A NUMBER OF senior Garda officers have decided to challenge the retirement policies governing the force by lodging complaints with the Equality Authority over having to retire at 60.
The matter was the subject of a specially-convened meeting of the Garda Conciliation and Arbitration Council last Thursday, at which members of the Association of Chief Superintendents met Department of Justice officials.
At least six officers of chief superintendent and superintendent rank have formally lodged claims with the Equality Authority. Others are planning to join the campaign with claims of their own in coming weeks.
The campaign challenging the Government's policy comes as a surprise because the officers would not usually be regarded as militant. Their ranks lead specialist Garda units and represent senior management in Garda districts across the country.

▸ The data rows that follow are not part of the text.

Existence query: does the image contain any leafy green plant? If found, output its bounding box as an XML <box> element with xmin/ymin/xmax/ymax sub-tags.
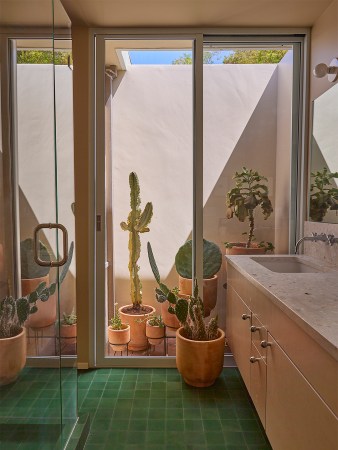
<box><xmin>226</xmin><ymin>167</ymin><xmax>273</xmax><ymax>248</ymax></box>
<box><xmin>175</xmin><ymin>239</ymin><xmax>222</xmax><ymax>279</ymax></box>
<box><xmin>109</xmin><ymin>303</ymin><xmax>123</xmax><ymax>330</ymax></box>
<box><xmin>120</xmin><ymin>172</ymin><xmax>153</xmax><ymax>310</ymax></box>
<box><xmin>310</xmin><ymin>167</ymin><xmax>338</xmax><ymax>222</ymax></box>
<box><xmin>147</xmin><ymin>242</ymin><xmax>218</xmax><ymax>341</ymax></box>
<box><xmin>0</xmin><ymin>242</ymin><xmax>74</xmax><ymax>339</ymax></box>
<box><xmin>20</xmin><ymin>238</ymin><xmax>50</xmax><ymax>280</ymax></box>
<box><xmin>61</xmin><ymin>308</ymin><xmax>77</xmax><ymax>325</ymax></box>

Some of those involved are saying privately that they intend to pursue their cases to the European Commission if the retirement age is not increased or they are not granted a dispensation to stay working into their 60s.
The officers are unhappy that they are being forced to retire at 60 at a time when senior police officers in other EU and common law countries have seen their retirement aged increased to at least 65 years.
Members of the Garda Reserve are permitted to act in frontline or on-the-beat roles until they are 65.
None of the officers challenging the retirement rules fill frontline roles.
They are working as desk-bound Garda managers either in Garda headquarters, Phoenix Park, Dublin, the force's Dublin metropolitan region headquarters at Harcourt Square, or as heads of specialist units and divisional officers managing frontline members.
At least 15 officers of assistant commissioner, chief superintendent and superintendent rank are due to retire this year on age grounds.
The large numbers of retirements follow warnings 17 months ago from a Government-appointed group on Garda leadership and management that action needed to be taken quickly to address the cluster of retirements.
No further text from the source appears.